Google is on the verge of releasing a piece of software that could revolutionise the way search is done by using voice recognition technology to convert human speech into machine-readable data.
It beggars belief though why Google is launching what could potentially be a killer application for the iPhone, its most ambitious competitor, rather than its own Android platform.
The free application is set to appear today and although it is unlikely that the results are "read" to the users by Text to Speech converters, this is literally still the nearest thing we will have to a mobile version of HAL.
One can expect results, at least in the beginning, to be fairly inaccurate (or as in NYTimes own words, returning Gibberish queries) but expect the search giant to learn fast and reduce the learning curve for the users.

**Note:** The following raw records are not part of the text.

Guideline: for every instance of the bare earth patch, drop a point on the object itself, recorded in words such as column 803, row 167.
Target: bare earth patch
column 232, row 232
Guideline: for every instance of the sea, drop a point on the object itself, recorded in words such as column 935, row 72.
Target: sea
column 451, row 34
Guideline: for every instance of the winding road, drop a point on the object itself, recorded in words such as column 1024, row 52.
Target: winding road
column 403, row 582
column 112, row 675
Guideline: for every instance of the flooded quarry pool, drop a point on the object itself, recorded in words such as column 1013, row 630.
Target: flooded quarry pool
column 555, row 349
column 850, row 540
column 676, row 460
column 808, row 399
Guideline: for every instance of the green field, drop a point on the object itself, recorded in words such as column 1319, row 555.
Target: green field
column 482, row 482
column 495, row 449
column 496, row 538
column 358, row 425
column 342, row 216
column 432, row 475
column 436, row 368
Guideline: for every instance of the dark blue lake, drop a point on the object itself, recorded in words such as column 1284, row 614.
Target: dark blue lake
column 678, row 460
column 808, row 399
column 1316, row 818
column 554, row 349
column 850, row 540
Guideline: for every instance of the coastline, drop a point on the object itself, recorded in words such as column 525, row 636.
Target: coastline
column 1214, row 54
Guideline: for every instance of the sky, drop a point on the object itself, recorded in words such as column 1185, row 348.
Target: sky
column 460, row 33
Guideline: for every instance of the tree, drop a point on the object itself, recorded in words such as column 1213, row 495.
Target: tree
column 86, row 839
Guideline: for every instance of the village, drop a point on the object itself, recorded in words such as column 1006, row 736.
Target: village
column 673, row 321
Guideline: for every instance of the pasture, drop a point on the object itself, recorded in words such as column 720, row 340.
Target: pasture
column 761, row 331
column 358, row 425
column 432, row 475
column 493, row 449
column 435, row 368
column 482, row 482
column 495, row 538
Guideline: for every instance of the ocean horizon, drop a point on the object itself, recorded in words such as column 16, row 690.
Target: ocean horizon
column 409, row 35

Expect Google to use its Trend feature to analyse and iron out any existing issues linked with pronunciation and local accents.
Google will certainly launch the application for other platforms including Android, S60, Blackberry and Windows Mobile (maybe even on BREW).
Google's main competitors, Yahoo and Microsoft have both had voice services for mobile phones for a while; Microsoft through the acquisition of Tellme and Yahoo, through Onesearch with Voice.
Voice recognition is still a niche market and although Microsoft has introduced speech recognition to the mainstream market through Vista, there's still much room for improvement.
Google already have a voice activated service which allows you to find and connect to local businesses for free.